PJ Harvey’s last full-length, 2004’s Uh Huh Her, was arguably the worst of her career, a slow, murky album that mostly seemed far too tentative and out of focus. (To be fair, though, almost anything after 2000’s gleaming Stories from the City, Stories From the Sea—a brassy, chiming album that whirled with the giddiness of being in love—would have paled in comparison.)

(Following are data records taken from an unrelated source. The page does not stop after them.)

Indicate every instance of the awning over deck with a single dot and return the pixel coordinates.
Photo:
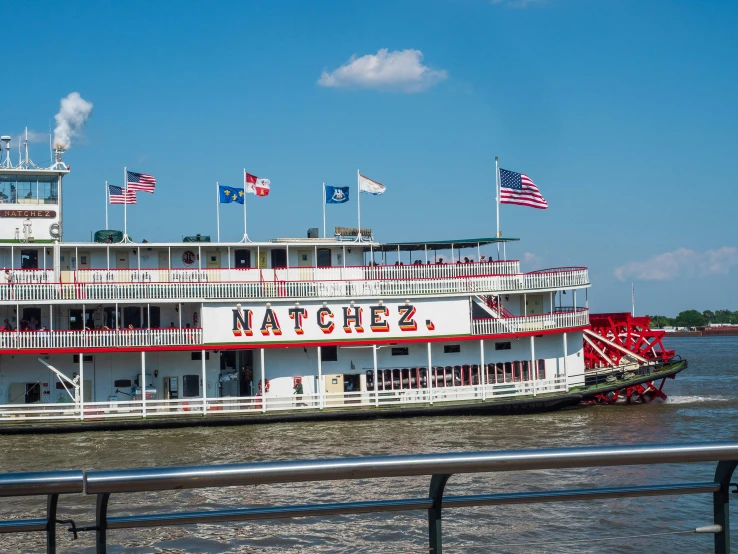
(435, 245)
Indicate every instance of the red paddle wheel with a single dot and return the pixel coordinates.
(621, 341)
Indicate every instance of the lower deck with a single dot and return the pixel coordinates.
(63, 387)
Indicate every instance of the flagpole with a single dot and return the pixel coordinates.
(217, 208)
(245, 194)
(125, 205)
(358, 203)
(632, 299)
(323, 209)
(497, 191)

Harvey’s latest disc, White Chalk, sounds just as tentative, but, as if proving that context means everything, the 11 songs collectively are some of her most meaningful, heart-wrenching work. Credit this to Chalk’s spare, ghostly piano—an instrument Harvey reportedly learned for this album—whose simplistic twinkles and melancholic melodies are deceptively devastating. Echoes of Björk (the a cappella “Broken Harp” feels like a Vespertine B-side), Nick Cave (chilly atmospheres and dirge tempos) and kindred soul Tori Amos (the unbearably downtrodden “Dear Darkness” is Under the Pink-esque) abound, although Chalk’s most intriguing trait is Harvey’s cooing high-register vocals.
In fact, it’s rather unsettling to hear how feeble her voice sounds, that the commanding edge of her guitar-hero days is absent; it’s as if Harvey were singing from beyond the grave. But this eerie device— and Chalk itself—still overflows with the type of beauty we’ve come to expect from Polly Jean: unorthodox and striking.